A year ago today, I started on my own journey to quit doing the same stuff, expecting, or at least hoping for, different results. After a couple of years of trying different routes, only to end up in the same place, I realized, on December 6, 2015, that I had exhausted all options and it was time to get off the hamster wheel before the nonstop insanity took me closer to disaster, or at the very least, to becoming more of who I wasn’t.
Today marks one year of an alcohol-free lifestyle. I did not set out to be a long-term teetotaler. I had simply reached the end of my rope, physically, mentally and emotionally, and I knew that my alcohol consumption was the greatest and most toxic symptom of my dis-ease. Deep-down I had known this for awhile, and as I delved deeper into mindfulness, meditation, yoga, authenticity – the cognitive dissonance became more and more apparent. In mindfulness, we practice tuning into our body, noticing stuff like fatigue, sleeplessness, restlessness, bloating, immunity issues, skin irregularities, aches, cravings, etc. We also pay attention to our emotions, with an intention to practice curious, non-judgmental, compassionate observance. Physically, my commitment to regular exercise and whole foods and high quality supplements, helped me, I guess, because there wasn’t much deterioration that I was aware of. Of course, one can only assume that on a cellular level, drinking several drinks a week starts processes only visible once the compound effect takes place. But mentally and emotionally, I knew that what I was doing, even though in many circles is considered normal and even deserved (hey, work hard, play hard, right?) was not something I could continue, without eroding my own sense of integrity, honesty, authenticity and self-compassion.

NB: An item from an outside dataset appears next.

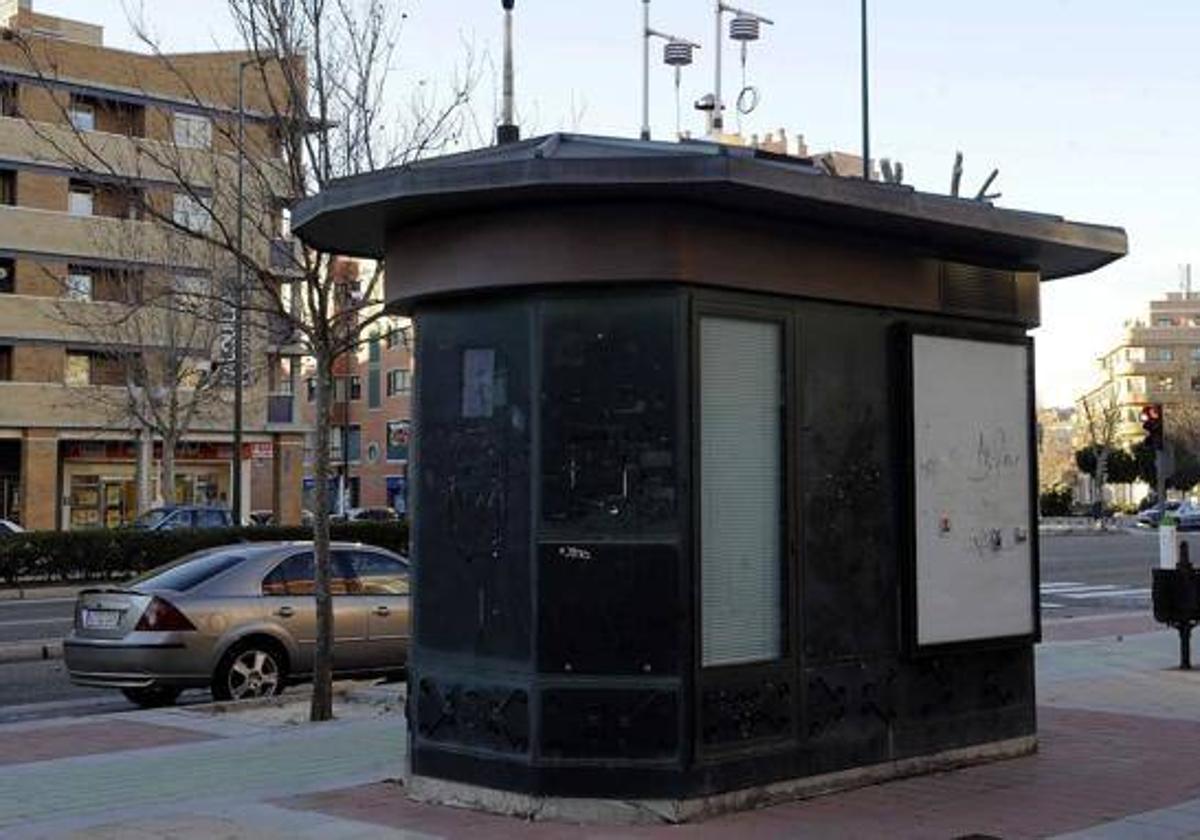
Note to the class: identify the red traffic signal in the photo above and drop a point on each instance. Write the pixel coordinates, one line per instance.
(1152, 421)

So, after having the worst momtrum of my life, which was a result of my being completely exhausted in every way – although I was completely sober when this happened, I knew that alcohol was a major factor in my exhaustion- I decided I needed to give my body, mind and soul a break. I quietly decided to “detox” by avoiding alcohol for a week or two. Not even a sip. Bill came home from his business trip, it was Friday a few days after my decision, and I declined the glass of wine he offered. I explained I didn’t want to drink for awhile, because the ugliness of five days ago still haunted me. I still didn’t know where I was going with this “detox” – how long – but I knew I would know the plan when the time was right, so in the meantime, I would abstain.

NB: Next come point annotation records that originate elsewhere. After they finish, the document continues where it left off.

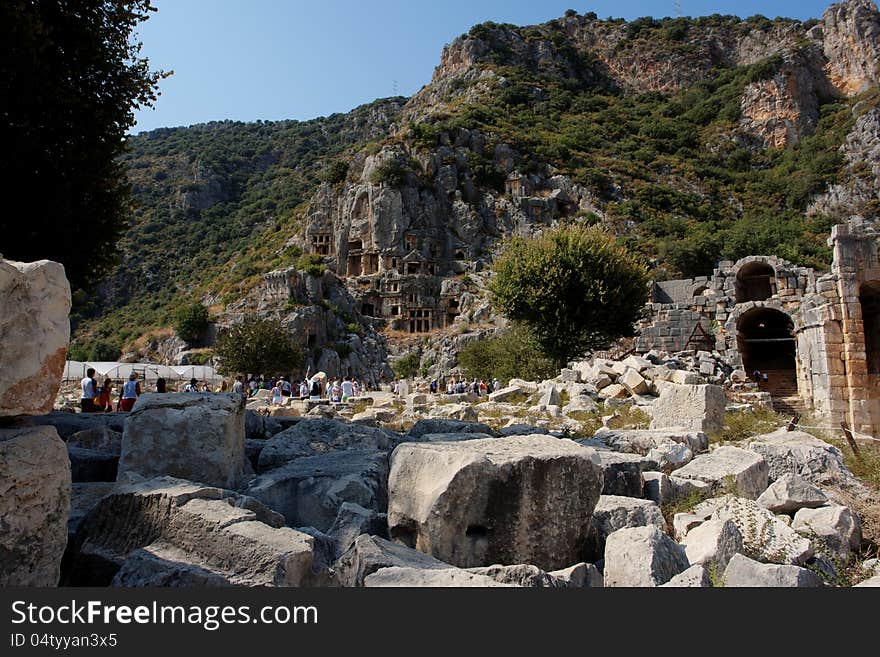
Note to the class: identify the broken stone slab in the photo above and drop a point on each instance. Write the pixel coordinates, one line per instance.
(417, 577)
(351, 521)
(613, 391)
(657, 487)
(743, 469)
(231, 535)
(634, 382)
(83, 496)
(494, 501)
(193, 436)
(713, 542)
(34, 505)
(91, 465)
(309, 491)
(34, 332)
(67, 424)
(450, 437)
(315, 436)
(697, 576)
(369, 554)
(440, 425)
(797, 452)
(695, 407)
(614, 512)
(836, 528)
(744, 572)
(621, 473)
(642, 556)
(101, 439)
(522, 575)
(641, 441)
(521, 430)
(791, 492)
(670, 456)
(765, 537)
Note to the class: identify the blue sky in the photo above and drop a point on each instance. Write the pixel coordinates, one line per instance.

Now, keep in mind that most people who decide to abstain from alcohol (or sugar, another big source of addiction) regard starting during the holidays as impossible if not terrifying. But that is exactly what I did. That is how sick I was of myself – or rather, of the person I had become. I did at times wonder if this was the right time to start this abstaining thing, but at some point it hit me – this is the perfect time. Alcohol, which is celebrated for its ability to take off the edge, ease our stress, enhance a festive occasion, reduce inhibitions and facilitate connection – well, at this point I knew that all of this was a bunch of crap. Alcohol wants me to believe all of the above. But I was no longer believing it. I knew that to be the mom and wife and human that I want, and need to be – I need to have a clear mind, and a clear conscience. I need to be available for my loved ones. And ESPECIALLY during an important time of year such as Christmas.
About three weeks into my little detox experiment, I decided to come clean, so to speak, publicly, because of the role I play as a coach and mentor to many adults and kids. I was done with feeling like a hypocrite, wearing a running shirt that says “Kale Queen” and feeling like people were misled into believing I lead a totally healthy, balanced existence. I figured, if I share my own realization and experience, the pedestal people may have placed me upon will hopefully be knocked down, because it turns out, it’s pretty scary when you think people know you as being a certain way, they hold you to a certain standard, when you know you are not worthy of that standard. It was my way of staying authentic. Even more so, I suspected that there were (are) a lot of people just like me out there, and maybe my story will help someone else feel less alone, and perhaps even nudge them toward creating change, and getting help if they need it.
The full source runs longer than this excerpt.